L’impossibilité d’une exhaustivité totale sur un documentaire de 2h30 pousse Grimonprez à choisir une approche originale : celle de la musique et des artistes afro-américains des années 1950-1960. Ce biais, fascinant au demeurant, provient de l’intervention de certains artistes lors d’une session du Conseil de sécurité de l’ONU, venus protester contre l’assassinat du Premier ministre congolais de l’époque, Patrice Lumumba.

Ainsi, le film élargit le simple sujet de la décolonisation d’un pays à celui de l’implication des intellectuels d’une époque : tantôt figures de contestation, tantôt agents au service d’un État impérialiste et interventionniste, ils résonnent parfaitement avec les images d’archives qui composent la majeure partie du métrage.

Car c’est bien le travail de recherche mais aussi de montage qui saute aux yeux lors du visionnage de Soundtrack to a coup d’État. Recherche d’abord, car Grimonprez ne se contente pas des images d’archives facilement accessibles sur Internet ou dans les institutions officielles. Celles-ci sont bien présentes dans le film, posant le décor d’une décolonisation tragique. Mais, diplômé en ethnographie, il va surtout puiser dans les archives intimes et familiales, qui donnent tout son sel au projet.

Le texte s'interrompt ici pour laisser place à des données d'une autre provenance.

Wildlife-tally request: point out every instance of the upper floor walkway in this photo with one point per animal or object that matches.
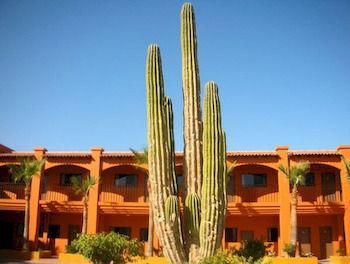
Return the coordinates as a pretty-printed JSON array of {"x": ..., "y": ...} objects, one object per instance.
[{"x": 255, "y": 182}]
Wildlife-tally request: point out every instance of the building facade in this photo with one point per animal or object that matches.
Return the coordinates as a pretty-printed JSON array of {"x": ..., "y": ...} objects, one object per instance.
[{"x": 258, "y": 199}]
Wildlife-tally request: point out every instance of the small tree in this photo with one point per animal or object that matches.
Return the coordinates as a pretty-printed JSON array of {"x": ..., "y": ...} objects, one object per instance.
[
  {"x": 141, "y": 158},
  {"x": 296, "y": 175},
  {"x": 347, "y": 167},
  {"x": 23, "y": 173},
  {"x": 83, "y": 187}
]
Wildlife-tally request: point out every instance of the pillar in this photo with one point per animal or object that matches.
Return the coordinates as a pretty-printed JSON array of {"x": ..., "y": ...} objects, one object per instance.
[
  {"x": 34, "y": 211},
  {"x": 284, "y": 200},
  {"x": 95, "y": 171},
  {"x": 345, "y": 185}
]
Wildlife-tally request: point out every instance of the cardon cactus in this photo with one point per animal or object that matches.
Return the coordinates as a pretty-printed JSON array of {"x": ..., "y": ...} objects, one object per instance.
[{"x": 204, "y": 162}]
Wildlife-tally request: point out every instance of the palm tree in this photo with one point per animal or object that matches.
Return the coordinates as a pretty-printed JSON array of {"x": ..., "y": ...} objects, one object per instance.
[
  {"x": 347, "y": 167},
  {"x": 83, "y": 187},
  {"x": 141, "y": 158},
  {"x": 23, "y": 173},
  {"x": 296, "y": 175}
]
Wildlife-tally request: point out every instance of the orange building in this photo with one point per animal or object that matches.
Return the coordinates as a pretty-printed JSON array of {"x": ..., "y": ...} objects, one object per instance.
[{"x": 258, "y": 195}]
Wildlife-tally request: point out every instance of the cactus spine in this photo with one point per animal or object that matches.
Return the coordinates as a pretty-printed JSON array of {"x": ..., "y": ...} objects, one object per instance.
[{"x": 205, "y": 203}]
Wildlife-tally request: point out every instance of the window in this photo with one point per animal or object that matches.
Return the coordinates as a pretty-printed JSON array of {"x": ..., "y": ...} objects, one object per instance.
[
  {"x": 254, "y": 180},
  {"x": 126, "y": 231},
  {"x": 126, "y": 180},
  {"x": 179, "y": 180},
  {"x": 231, "y": 234},
  {"x": 272, "y": 234},
  {"x": 66, "y": 178},
  {"x": 54, "y": 231},
  {"x": 310, "y": 179},
  {"x": 247, "y": 235},
  {"x": 143, "y": 234}
]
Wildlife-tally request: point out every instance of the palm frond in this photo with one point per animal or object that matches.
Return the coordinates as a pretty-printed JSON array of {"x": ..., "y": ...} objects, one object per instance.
[
  {"x": 140, "y": 157},
  {"x": 83, "y": 186},
  {"x": 25, "y": 171},
  {"x": 347, "y": 167},
  {"x": 296, "y": 173}
]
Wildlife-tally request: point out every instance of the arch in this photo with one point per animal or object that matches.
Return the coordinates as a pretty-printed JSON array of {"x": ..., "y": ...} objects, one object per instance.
[
  {"x": 124, "y": 183},
  {"x": 55, "y": 184},
  {"x": 264, "y": 192},
  {"x": 323, "y": 184}
]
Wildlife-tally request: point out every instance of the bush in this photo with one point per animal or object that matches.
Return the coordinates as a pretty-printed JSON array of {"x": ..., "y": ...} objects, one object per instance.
[
  {"x": 289, "y": 249},
  {"x": 104, "y": 248},
  {"x": 254, "y": 249},
  {"x": 224, "y": 257}
]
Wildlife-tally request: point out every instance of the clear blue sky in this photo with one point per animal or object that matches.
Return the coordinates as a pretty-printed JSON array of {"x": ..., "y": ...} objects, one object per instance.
[{"x": 72, "y": 73}]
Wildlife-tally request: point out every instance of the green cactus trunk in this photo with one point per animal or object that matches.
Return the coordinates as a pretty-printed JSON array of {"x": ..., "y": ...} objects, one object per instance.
[
  {"x": 214, "y": 174},
  {"x": 192, "y": 161},
  {"x": 205, "y": 203},
  {"x": 159, "y": 157}
]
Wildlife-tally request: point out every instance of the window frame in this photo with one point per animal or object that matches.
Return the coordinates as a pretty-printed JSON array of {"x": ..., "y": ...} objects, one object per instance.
[
  {"x": 63, "y": 179},
  {"x": 126, "y": 185},
  {"x": 234, "y": 233},
  {"x": 254, "y": 183}
]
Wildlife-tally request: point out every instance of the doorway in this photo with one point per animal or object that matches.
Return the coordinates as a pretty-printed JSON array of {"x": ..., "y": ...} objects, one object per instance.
[
  {"x": 326, "y": 245},
  {"x": 328, "y": 187},
  {"x": 73, "y": 231}
]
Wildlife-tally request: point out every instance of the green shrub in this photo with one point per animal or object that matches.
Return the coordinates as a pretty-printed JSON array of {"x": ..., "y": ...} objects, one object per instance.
[
  {"x": 104, "y": 248},
  {"x": 71, "y": 249},
  {"x": 224, "y": 257},
  {"x": 289, "y": 249},
  {"x": 254, "y": 249}
]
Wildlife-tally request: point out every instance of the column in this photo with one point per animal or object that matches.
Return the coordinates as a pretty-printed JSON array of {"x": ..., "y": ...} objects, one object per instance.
[
  {"x": 95, "y": 171},
  {"x": 284, "y": 200},
  {"x": 345, "y": 185},
  {"x": 34, "y": 211}
]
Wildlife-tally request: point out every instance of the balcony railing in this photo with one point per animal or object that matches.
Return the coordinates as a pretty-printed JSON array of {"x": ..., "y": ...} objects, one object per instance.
[
  {"x": 13, "y": 191},
  {"x": 60, "y": 194},
  {"x": 241, "y": 194},
  {"x": 316, "y": 195},
  {"x": 118, "y": 194}
]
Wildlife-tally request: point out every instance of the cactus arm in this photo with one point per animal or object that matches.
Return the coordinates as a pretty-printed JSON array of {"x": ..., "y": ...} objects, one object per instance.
[
  {"x": 158, "y": 157},
  {"x": 214, "y": 174},
  {"x": 191, "y": 94}
]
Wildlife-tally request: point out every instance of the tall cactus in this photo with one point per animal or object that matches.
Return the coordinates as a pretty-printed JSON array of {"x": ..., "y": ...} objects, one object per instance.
[{"x": 205, "y": 203}]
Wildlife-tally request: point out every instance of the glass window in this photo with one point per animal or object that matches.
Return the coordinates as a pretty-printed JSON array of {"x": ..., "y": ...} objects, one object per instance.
[
  {"x": 310, "y": 179},
  {"x": 179, "y": 180},
  {"x": 231, "y": 234},
  {"x": 126, "y": 231},
  {"x": 54, "y": 231},
  {"x": 272, "y": 234},
  {"x": 66, "y": 178},
  {"x": 254, "y": 180},
  {"x": 126, "y": 180},
  {"x": 144, "y": 234},
  {"x": 247, "y": 235}
]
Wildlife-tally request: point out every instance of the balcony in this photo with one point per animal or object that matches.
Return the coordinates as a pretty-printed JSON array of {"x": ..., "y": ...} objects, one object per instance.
[
  {"x": 122, "y": 194},
  {"x": 316, "y": 195},
  {"x": 60, "y": 194},
  {"x": 263, "y": 195},
  {"x": 12, "y": 191}
]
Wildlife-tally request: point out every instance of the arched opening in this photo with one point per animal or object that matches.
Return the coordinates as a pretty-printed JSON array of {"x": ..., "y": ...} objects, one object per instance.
[
  {"x": 253, "y": 183},
  {"x": 322, "y": 184},
  {"x": 124, "y": 184},
  {"x": 8, "y": 188},
  {"x": 56, "y": 183}
]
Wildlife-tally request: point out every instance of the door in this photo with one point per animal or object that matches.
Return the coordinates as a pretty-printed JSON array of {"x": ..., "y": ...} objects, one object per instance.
[
  {"x": 73, "y": 231},
  {"x": 304, "y": 238},
  {"x": 326, "y": 242},
  {"x": 6, "y": 231},
  {"x": 328, "y": 187}
]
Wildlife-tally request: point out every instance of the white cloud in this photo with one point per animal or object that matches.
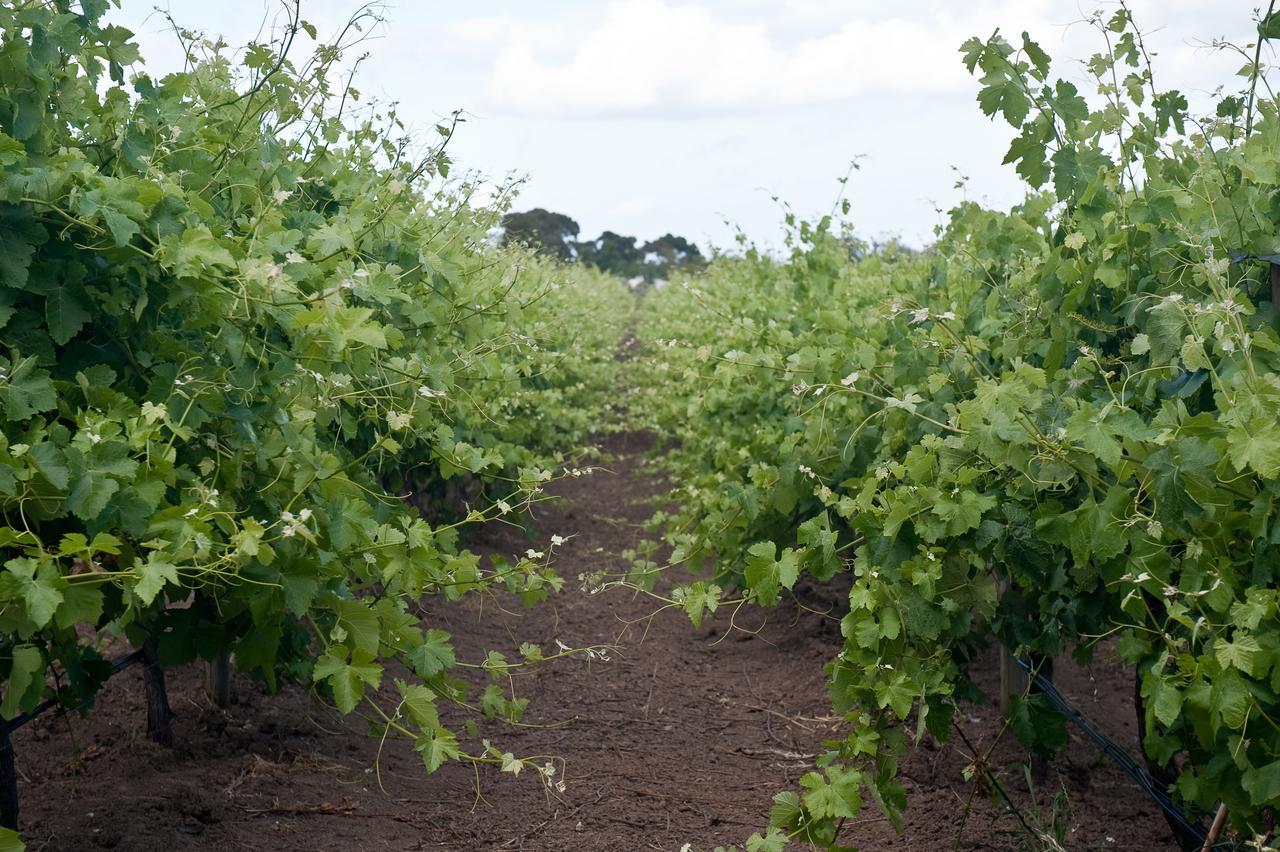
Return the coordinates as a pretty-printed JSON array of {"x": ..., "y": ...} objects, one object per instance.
[{"x": 657, "y": 58}]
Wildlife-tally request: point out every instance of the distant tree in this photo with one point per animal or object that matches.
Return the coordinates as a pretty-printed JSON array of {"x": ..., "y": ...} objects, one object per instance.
[
  {"x": 545, "y": 232},
  {"x": 613, "y": 253},
  {"x": 556, "y": 236},
  {"x": 673, "y": 251}
]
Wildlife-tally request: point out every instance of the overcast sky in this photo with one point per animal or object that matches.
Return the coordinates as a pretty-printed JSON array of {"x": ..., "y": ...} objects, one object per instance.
[{"x": 647, "y": 117}]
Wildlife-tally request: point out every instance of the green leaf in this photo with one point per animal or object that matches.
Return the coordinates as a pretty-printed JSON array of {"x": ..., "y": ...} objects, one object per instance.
[
  {"x": 361, "y": 624},
  {"x": 65, "y": 311},
  {"x": 437, "y": 746},
  {"x": 51, "y": 462},
  {"x": 1262, "y": 783},
  {"x": 26, "y": 681},
  {"x": 24, "y": 389},
  {"x": 347, "y": 679},
  {"x": 433, "y": 656},
  {"x": 773, "y": 841},
  {"x": 152, "y": 576},
  {"x": 1240, "y": 653}
]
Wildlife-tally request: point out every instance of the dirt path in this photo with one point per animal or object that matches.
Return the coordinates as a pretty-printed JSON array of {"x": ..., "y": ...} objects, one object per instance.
[{"x": 681, "y": 737}]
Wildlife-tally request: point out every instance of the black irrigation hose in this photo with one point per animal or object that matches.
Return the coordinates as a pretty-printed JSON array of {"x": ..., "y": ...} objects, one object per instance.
[
  {"x": 1120, "y": 756},
  {"x": 19, "y": 720}
]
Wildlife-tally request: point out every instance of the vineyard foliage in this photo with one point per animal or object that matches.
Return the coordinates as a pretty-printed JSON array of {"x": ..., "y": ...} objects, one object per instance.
[
  {"x": 1056, "y": 425},
  {"x": 243, "y": 315}
]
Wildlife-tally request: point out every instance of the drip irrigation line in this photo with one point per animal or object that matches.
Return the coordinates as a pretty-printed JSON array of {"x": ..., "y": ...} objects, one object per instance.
[
  {"x": 1120, "y": 756},
  {"x": 19, "y": 720}
]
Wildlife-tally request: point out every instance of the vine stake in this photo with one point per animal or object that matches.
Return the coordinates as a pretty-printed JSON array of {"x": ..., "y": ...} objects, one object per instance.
[
  {"x": 159, "y": 714},
  {"x": 1215, "y": 829}
]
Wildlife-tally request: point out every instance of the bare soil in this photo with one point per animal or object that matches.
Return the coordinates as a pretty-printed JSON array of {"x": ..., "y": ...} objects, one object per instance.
[{"x": 681, "y": 737}]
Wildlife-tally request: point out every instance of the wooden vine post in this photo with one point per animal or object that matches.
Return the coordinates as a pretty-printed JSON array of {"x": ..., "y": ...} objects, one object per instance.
[
  {"x": 220, "y": 679},
  {"x": 159, "y": 714}
]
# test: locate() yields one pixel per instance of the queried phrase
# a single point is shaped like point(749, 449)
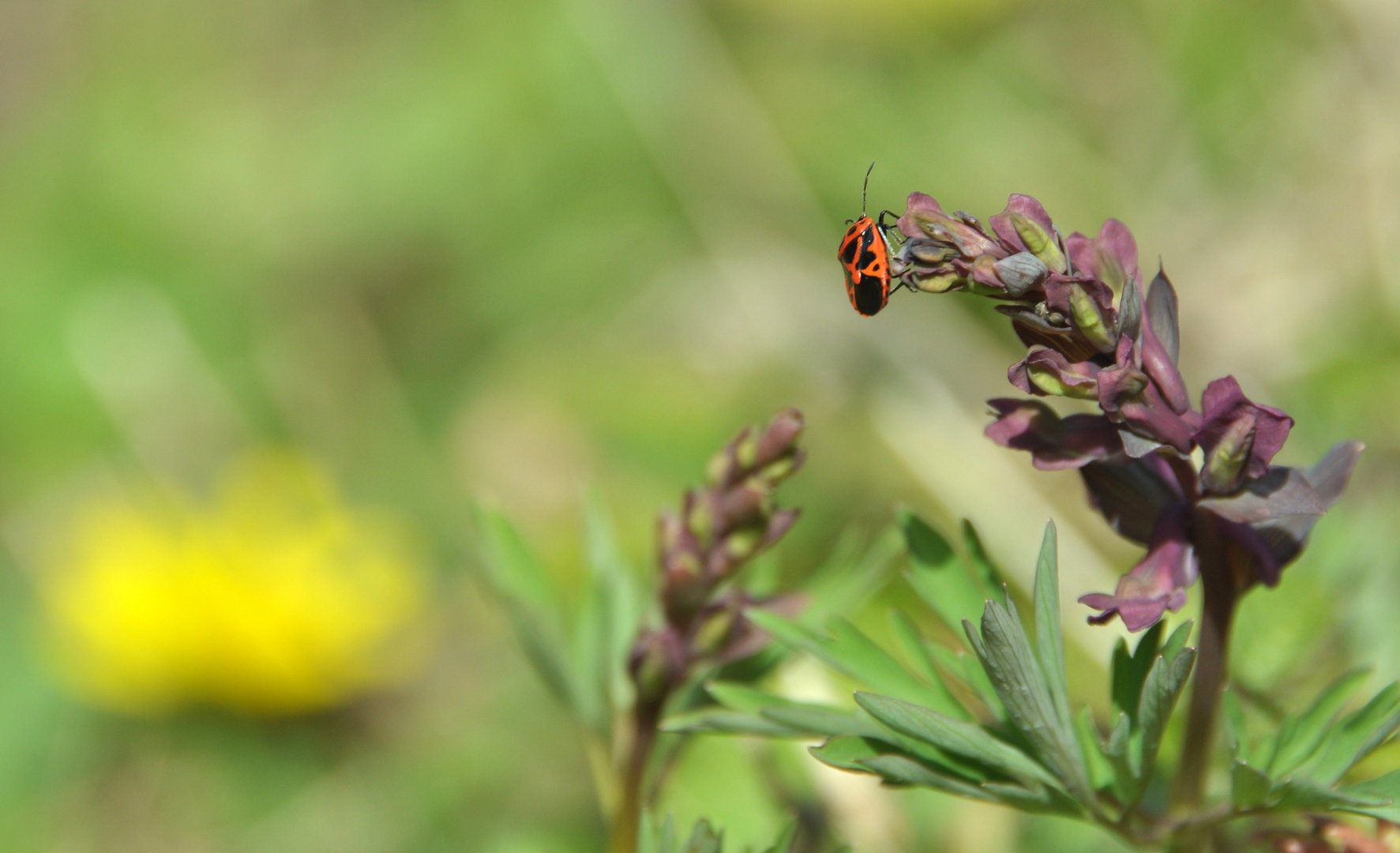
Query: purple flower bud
point(1046, 373)
point(1222, 407)
point(1054, 443)
point(780, 438)
point(1025, 226)
point(1154, 586)
point(925, 217)
point(1110, 257)
point(1021, 272)
point(657, 663)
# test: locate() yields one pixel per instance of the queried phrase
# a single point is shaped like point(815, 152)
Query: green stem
point(1211, 671)
point(626, 822)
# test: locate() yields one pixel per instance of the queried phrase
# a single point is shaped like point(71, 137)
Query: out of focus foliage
point(461, 248)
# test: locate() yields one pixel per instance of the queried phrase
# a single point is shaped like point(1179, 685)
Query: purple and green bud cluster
point(1196, 487)
point(720, 528)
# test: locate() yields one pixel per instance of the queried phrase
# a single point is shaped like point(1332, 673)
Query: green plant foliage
point(661, 838)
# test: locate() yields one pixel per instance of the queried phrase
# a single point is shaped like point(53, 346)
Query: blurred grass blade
point(1101, 771)
point(1049, 635)
point(851, 576)
point(704, 840)
point(938, 576)
point(531, 601)
point(786, 840)
point(719, 720)
point(1249, 786)
point(982, 565)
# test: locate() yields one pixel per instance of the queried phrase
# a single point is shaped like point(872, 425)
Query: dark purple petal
point(1112, 257)
point(1128, 396)
point(1046, 373)
point(1154, 586)
point(1289, 535)
point(1133, 494)
point(1054, 443)
point(1158, 364)
point(1282, 494)
point(1222, 402)
point(1161, 314)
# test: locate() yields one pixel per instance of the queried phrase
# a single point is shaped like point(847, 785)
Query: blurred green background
point(509, 251)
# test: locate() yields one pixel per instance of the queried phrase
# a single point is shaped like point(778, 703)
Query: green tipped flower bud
point(1041, 242)
point(1224, 468)
point(744, 543)
point(1050, 383)
point(700, 520)
point(1090, 320)
point(938, 284)
point(1021, 272)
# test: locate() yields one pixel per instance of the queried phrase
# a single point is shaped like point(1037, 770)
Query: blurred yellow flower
point(273, 599)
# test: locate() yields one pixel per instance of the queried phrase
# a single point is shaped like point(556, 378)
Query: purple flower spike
point(1157, 584)
point(1054, 443)
point(1046, 373)
point(1239, 438)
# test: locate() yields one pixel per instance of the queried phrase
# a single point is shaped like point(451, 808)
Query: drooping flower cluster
point(1165, 474)
point(719, 530)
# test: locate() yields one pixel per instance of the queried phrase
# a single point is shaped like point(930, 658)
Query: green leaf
point(918, 648)
point(654, 838)
point(896, 769)
point(1005, 655)
point(1101, 771)
point(530, 599)
point(786, 840)
point(1249, 786)
point(846, 753)
point(1130, 670)
point(1298, 795)
point(704, 840)
point(756, 709)
point(818, 719)
point(1381, 797)
point(955, 737)
point(1237, 727)
point(1049, 637)
point(853, 573)
point(968, 670)
point(1120, 753)
point(1357, 737)
point(1159, 693)
point(1302, 737)
point(983, 568)
point(938, 576)
point(1177, 642)
point(717, 720)
point(851, 653)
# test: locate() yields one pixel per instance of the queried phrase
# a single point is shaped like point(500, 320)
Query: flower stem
point(626, 822)
point(1211, 666)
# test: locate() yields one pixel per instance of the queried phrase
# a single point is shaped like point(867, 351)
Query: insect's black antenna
point(867, 186)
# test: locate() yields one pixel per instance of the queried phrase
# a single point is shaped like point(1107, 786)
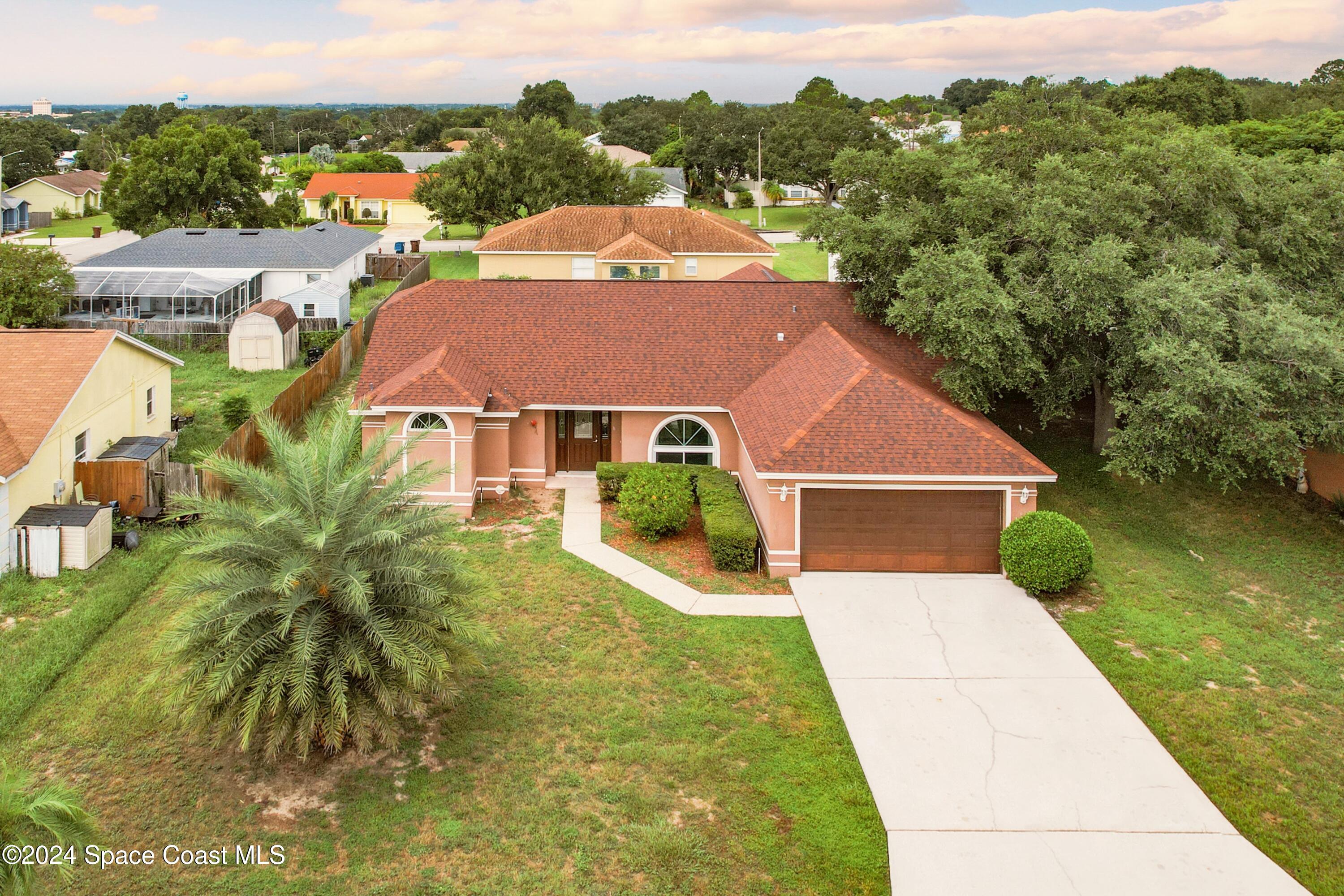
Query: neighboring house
point(211, 275)
point(417, 162)
point(73, 191)
point(613, 242)
point(846, 449)
point(367, 197)
point(623, 155)
point(674, 186)
point(756, 272)
point(70, 393)
point(14, 214)
point(265, 338)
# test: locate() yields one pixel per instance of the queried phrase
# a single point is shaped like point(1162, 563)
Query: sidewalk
point(582, 536)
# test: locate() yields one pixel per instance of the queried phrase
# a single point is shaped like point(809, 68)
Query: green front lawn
point(1221, 620)
point(74, 228)
point(202, 382)
point(451, 232)
point(776, 217)
point(453, 267)
point(611, 746)
point(801, 261)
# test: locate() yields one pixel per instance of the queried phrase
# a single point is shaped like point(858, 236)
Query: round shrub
point(1045, 552)
point(658, 497)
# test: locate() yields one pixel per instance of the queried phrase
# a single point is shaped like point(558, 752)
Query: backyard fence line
point(246, 443)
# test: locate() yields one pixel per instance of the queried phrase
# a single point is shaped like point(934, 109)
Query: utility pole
point(760, 186)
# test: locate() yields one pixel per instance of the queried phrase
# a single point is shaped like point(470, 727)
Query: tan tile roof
point(588, 229)
point(757, 272)
point(836, 394)
point(42, 371)
point(834, 406)
point(632, 248)
point(283, 312)
point(363, 185)
point(76, 183)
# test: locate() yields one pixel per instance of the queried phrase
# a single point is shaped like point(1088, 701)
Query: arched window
point(685, 440)
point(428, 422)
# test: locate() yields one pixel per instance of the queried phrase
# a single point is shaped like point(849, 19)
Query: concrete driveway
point(1002, 761)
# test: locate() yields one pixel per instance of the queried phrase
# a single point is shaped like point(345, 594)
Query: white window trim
point(714, 439)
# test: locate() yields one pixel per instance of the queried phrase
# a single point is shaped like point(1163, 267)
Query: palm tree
point(38, 816)
point(326, 599)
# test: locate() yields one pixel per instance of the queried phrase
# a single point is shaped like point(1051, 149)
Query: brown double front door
point(582, 439)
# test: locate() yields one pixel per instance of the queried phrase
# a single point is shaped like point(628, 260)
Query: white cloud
point(241, 49)
point(1271, 37)
point(127, 15)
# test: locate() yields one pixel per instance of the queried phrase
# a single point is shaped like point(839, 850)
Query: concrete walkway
point(582, 536)
point(1002, 761)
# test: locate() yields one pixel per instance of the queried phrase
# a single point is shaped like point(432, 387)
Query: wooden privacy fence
point(392, 267)
point(289, 408)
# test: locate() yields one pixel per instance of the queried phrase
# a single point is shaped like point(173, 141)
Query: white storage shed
point(56, 536)
point(265, 338)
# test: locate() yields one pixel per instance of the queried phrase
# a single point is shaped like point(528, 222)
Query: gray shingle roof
point(320, 246)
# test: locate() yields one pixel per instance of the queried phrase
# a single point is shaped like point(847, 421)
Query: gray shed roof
point(60, 515)
point(674, 178)
point(323, 246)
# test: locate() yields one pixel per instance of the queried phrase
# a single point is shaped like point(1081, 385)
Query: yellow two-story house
point(621, 242)
point(68, 396)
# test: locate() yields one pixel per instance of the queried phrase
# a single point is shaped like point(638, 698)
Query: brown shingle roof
point(42, 371)
point(588, 229)
point(757, 272)
point(834, 406)
point(76, 183)
point(283, 312)
point(836, 394)
point(363, 185)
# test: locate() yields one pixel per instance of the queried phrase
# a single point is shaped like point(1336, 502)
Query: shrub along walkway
point(582, 536)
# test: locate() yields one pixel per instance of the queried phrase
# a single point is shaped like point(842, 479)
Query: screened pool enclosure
point(163, 295)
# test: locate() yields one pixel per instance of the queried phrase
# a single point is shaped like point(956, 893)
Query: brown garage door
point(901, 531)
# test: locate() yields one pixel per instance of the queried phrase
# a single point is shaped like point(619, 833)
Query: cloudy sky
point(750, 50)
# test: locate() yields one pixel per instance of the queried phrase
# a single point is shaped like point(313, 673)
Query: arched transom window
point(685, 441)
point(428, 422)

Le travail de montage, ensuite, est exemplaire : il parvient à donner corps à une histoire qui se recompose sous nos yeux. Oscillant avec brio entre archives télévisuelles, archives personnelles, publicités, et séquences de concerts ou de clips de musique afro-américains des années 1960, Soundtrack to a coup d’État devient une danse politique en faveur d’une meilleure compréhension d’une période sombre de l’histoire belge. Grimonprez, à la fois réalisateur et monteur, sait attirer le regard du spectateur sur des éléments précis de ce récit historique. Sans jamais chercher le grand spectacle, il choisit l’implantation subtile de certaines séquences pour capter l’attention, choquer ou émouvoir.

L’insertion d’une publicité pour Apple, dont le son est mixé bien au-dessus du reste du film, frappe par sa virtuosité. Elle interroge immédiatement sur ce qu’il nous est permis de voir et de comprendre. Surpris dans un premier temps — pensant même à une erreur de projection —, le spectateur comprend que cette publicité vient faire dialoguer passé et présent. Apple, comme Tesla et bien d’autres entreprises multimillionnaires, dépendent aujourd’hui encore des ressources minières congolaises, et le propos du film s’en trouve considérablement approfondi. Ce conflit n’est pas vraiment terminé : bien que réalisé en 2023, le documentaire rappelle combien le Congo reste au centre de l’attention internationale. Khrouchtchev n’est plus, mais sa volonté de défendre, face à l’impérialisme étasunien, une certaine vision du Tiers-Monde émergent à l’époque perdure. Bien entendu, les propos de Khrouchtchev sont à nuancer, mais une certaine fascination se crée de ce bras de fer entre l’URSS et les Etats-Unis pré crise des missiles de Cuba.  

Aujourd’hui, exploité aussi bien par le Canada que par la Chine, le Congo demeure un symbole d’une colonisation passée qui semble n’avoir changé que de forme juridique et politique, mais prospère encore au nom d’un confort occidental — et désormais asiatique — morbide. Ainsi, par de simples archives magistralement montées, Grimonprez interroge à la fois une période sombre de l’histoire de son pays et un présent tout aussi dérangeant.

Et si, reprenant sa place d’intellectuel engagé, Grimonprez ne donnait pas une nouvelle forme au cinéma politique des années 2020 ? Celle de la véracité, historique autant que formelle. Dans les méandres des archives, il extirpe l’essence même du travail de l’historien et, par le montage, lui offre un corps et un public potentiellement bien plus large et réceptif.